Given these insights, one could hope for the definition and implementation of rules and policies to address the following problems -- the most urgent and fundamental threats facing our democracy. (It goes without saying that any measures, improperly implemented, can worsen a situation.) Note that the policies necessary to deal with most of these would have a directly adverse effect on powerful commercial forces, and would thus be certain to provoke fierce, aggressive opposition, while the only countervailing force would be the diffuse public interest.

  1. The degradation of the minds of the people; the pollution of our culture by media: The media industry is socially harmful and must be regulated. (See Culture: Appealing Our Free-Speech Sentence.)

  2. The electorate’s political naiveté: To address this directly, university programs should be instituted with sufficient government financing to attract bright students in large numbers to public policy analysis as a viable professional career.

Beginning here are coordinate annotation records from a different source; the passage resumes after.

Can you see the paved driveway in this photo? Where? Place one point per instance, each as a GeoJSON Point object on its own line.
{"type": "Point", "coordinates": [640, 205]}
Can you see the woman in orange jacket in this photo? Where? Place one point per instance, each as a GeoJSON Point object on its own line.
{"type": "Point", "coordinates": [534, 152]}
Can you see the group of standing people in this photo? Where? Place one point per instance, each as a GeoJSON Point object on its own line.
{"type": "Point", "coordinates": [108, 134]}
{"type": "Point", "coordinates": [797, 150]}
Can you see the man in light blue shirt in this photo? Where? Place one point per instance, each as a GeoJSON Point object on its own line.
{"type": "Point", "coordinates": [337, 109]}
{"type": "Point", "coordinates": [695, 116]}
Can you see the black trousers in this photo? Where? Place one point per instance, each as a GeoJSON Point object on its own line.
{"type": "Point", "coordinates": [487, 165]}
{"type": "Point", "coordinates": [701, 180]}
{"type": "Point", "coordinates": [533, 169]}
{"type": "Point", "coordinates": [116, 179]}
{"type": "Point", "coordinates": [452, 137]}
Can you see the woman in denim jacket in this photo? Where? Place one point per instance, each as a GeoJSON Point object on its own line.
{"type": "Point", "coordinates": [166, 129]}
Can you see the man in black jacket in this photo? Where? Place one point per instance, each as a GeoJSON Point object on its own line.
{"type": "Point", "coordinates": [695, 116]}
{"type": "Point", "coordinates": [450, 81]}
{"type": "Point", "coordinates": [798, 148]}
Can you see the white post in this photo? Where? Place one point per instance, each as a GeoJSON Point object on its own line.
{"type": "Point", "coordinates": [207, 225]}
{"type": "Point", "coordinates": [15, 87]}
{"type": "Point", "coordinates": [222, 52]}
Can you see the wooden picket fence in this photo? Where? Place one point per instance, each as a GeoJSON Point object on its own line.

It would be desirable to have 1% of the workforce engaged full-time. A rational electorate is an investment that would pay for itself.

    Details of implementing such a program are not discussed here, but mechanisms to promote independence, non-partisanship, relevance and quality (through anonymous peer assessment and other means) would clearly be essential.

    In addition, the public education system must aim to equip citizens with an ability to understand abstract concepts, assess issues critically, and think logically.

  3. News media monopoly should be stopped.

  4. Affiliations between news and non-news business should be eliminated.

  5. The current system of political campaign financing -- an abstract issue not considered important by most voters -- obviously promotes corruption and should be reformed.

  6. Commercial interests must be completely barred from waging propaganda campaigns and from other attempts, direct or indirect, to influence voters or policymaking processes, in any manner other than through open, direct submissions to policymaking forums in cases where factors relevant to the public interest might otherwise be overlooked.